University of Edinburgh
The University of Edinburgh is part of the prestigious Russell Group, and is a leader in science research. Lecturers at the university helped lead the discovery of carbon dioxide and chloroform anaesthesia, and even developed the first automated industrial assembly robot. The university is also particularly passionate about supporting the wider Edinburgh community, with their campaign to increase ethnic diversity among teachers in Scotland and their dedicated climate change institute (Scotland’s leading climate action hub).
So, what kind of physics degrees does the University of Edinburgh offer? There’s a general physics degree and a physics degree with an integrated master’s. There’s also some more specialised courses, such as their acoustics and music technology course, where you’ll apply physics theory to design music software. If you come from a disadvantaged background, the university provides widening access offers (grades below the average) to recognise the challenges you may have faced.
University of Glasgow
Another leading Russell Group university, physics students at the University of Glasgow can make use of their university's observatory and planetarium equipment, and learn from lecturers who work for CERN and LIGO. Physics students have the option to customise their degree, with ‘physics and computer science’ and ‘chemical physics’ just two of the options available depending on which modules you select. No matter which subject combination you study, in your final years you’ll be able to complete an independent research project and learn more about the technological applications of physics.
At the University of Glasgow, there’s always opportunities to learn more about physics. The university has a Physics society and an Astronomy society, who organise a range of events and discussions. The astronomy society even organises a camping trip to Galloway International Dark Sky Park, where the extremely dark night skies make for breathtaking stargazing.
University of the Highlands and Islands
Studying at the University of the Highlands and Islands (UHI) allows you to have study sessions with a view, as it overlooks the most stunning mountains and beaches of Scotland. UHI is actually made up of 12 colleges and universities (spread across the highlands and islands, as the name suggests), meaning there’s a broad range of courses to choose from. For example, they offer a HNC in Sound Production, with the option to continue your studies and gain a degree in audio engineering. There’s even an online Professional Development Award in Renewable Energy Systems on offer, where you’ll learn from key players in the development of renewable systems in Scotland. Similarly, UHI’s marine engineering HNC allows students to visit local shipping companies and try out state of the art simulations equipment.
University of St Andrews
The University of St Andrews is the fourth oldest university in the English speaking world, so they have an extensive history of physics lecturing and research. Today, their research focuses on three key areas: astrophysics, condensed matter physics and photonics. Their findings are used to help improve the world we live in, with current lecturers developing sensors to detect explosives and pesticides, and even monitor volcanoes. Furthermore, the university organises a number of initiatives to teach the general public about the wonders of science, including open nights at their observatory and cell block science (relaxed science learning for prisoners and their families)
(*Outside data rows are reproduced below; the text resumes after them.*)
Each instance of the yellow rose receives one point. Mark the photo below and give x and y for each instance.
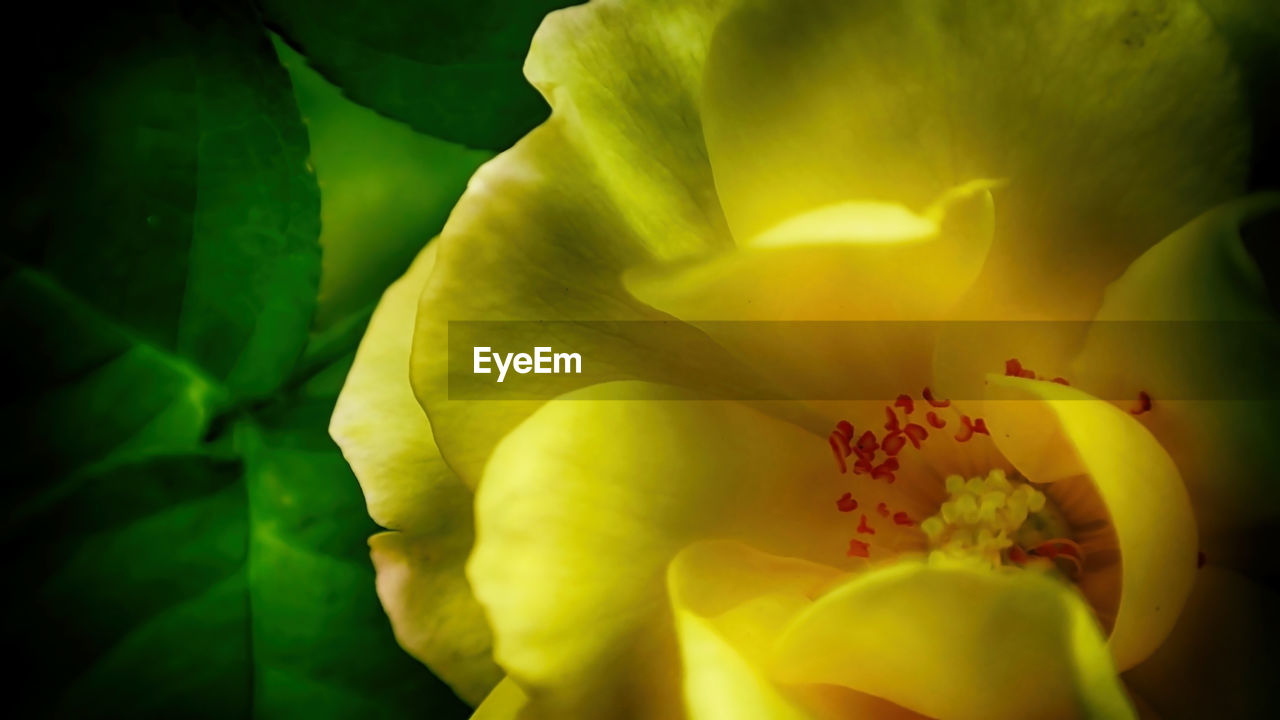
(1027, 548)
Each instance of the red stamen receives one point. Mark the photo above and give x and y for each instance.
(837, 449)
(931, 400)
(858, 548)
(885, 470)
(915, 433)
(894, 443)
(1143, 404)
(845, 429)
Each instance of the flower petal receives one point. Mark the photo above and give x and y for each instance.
(503, 702)
(1114, 122)
(584, 505)
(958, 642)
(382, 429)
(385, 438)
(1051, 433)
(1192, 326)
(435, 618)
(855, 261)
(617, 177)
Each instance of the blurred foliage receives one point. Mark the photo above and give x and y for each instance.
(448, 69)
(387, 190)
(183, 536)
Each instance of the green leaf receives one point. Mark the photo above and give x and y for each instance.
(183, 538)
(448, 69)
(387, 190)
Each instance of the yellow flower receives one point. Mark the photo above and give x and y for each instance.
(638, 548)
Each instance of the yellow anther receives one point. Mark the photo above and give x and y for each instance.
(933, 527)
(981, 516)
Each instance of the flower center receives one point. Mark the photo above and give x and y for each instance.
(997, 520)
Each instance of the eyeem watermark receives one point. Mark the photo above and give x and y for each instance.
(543, 361)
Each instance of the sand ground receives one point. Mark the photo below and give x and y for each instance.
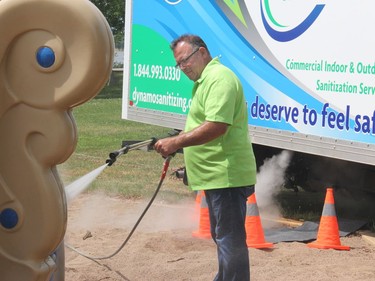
(163, 248)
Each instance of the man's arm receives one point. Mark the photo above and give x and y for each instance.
(206, 132)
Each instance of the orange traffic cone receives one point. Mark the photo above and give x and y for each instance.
(328, 232)
(204, 219)
(253, 225)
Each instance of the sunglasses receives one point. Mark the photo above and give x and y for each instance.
(185, 60)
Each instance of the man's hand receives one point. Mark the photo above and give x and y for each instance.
(166, 146)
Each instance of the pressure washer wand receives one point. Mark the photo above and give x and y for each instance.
(113, 155)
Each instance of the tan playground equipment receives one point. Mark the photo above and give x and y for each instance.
(55, 55)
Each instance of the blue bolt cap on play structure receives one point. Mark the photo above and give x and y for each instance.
(45, 57)
(8, 218)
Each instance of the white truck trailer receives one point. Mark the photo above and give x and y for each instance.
(307, 67)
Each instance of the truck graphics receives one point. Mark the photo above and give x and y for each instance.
(307, 68)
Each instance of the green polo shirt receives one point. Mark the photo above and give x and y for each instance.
(227, 161)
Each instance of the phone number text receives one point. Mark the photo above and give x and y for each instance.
(156, 72)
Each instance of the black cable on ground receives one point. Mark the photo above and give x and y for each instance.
(162, 177)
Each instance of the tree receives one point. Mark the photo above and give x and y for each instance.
(114, 12)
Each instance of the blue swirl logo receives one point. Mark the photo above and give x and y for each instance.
(175, 2)
(283, 35)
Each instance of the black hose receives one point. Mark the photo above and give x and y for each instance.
(162, 177)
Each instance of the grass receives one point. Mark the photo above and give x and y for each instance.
(135, 174)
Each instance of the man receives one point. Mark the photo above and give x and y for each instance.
(217, 151)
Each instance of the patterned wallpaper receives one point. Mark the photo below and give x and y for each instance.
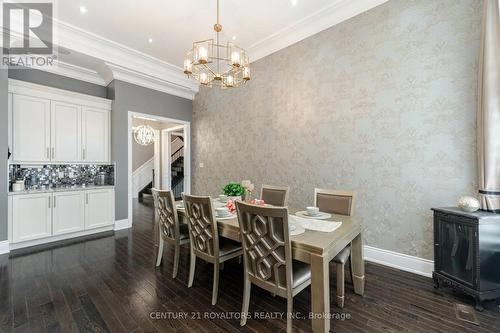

If you’re struggling to decide whether to study physics or another subject, the University of St Andrews offers a range of joint honours physics degrees, such as maths and physics and philosophy and physics. They’re also committed to providing additional support to students from underrepresented groups, with their Gateway to Physics and Astronomy programme. Scottish students who live in an area of deprivation start off their degree with unique modules just for the gateway cohort. In these intimate classes, you’ll be able to further develop fundamental physics and general study skills.
University of Strathclyde
As the only university to have won Times Higher Education University of the Year twice, studying at the University of Strathclyde is clearly a great option. One of the best things about the university is the range of courses they offer. If you know that you’d like to become a physicist they offer a ‘Physics with advanced research’ degree, while aspiring physics teachers can study ‘Physics with teaching.’
Plus, if you’re more interested in the practical side of physics, the university offers a variety of engineering degrees. How about naval architecture with ocean engineering, sports design engineering, or aero-mechanical engineering? The university’s research in emerging areas of physics, from neuroscience to optical technologies, means graduates are well prepared for the modern world.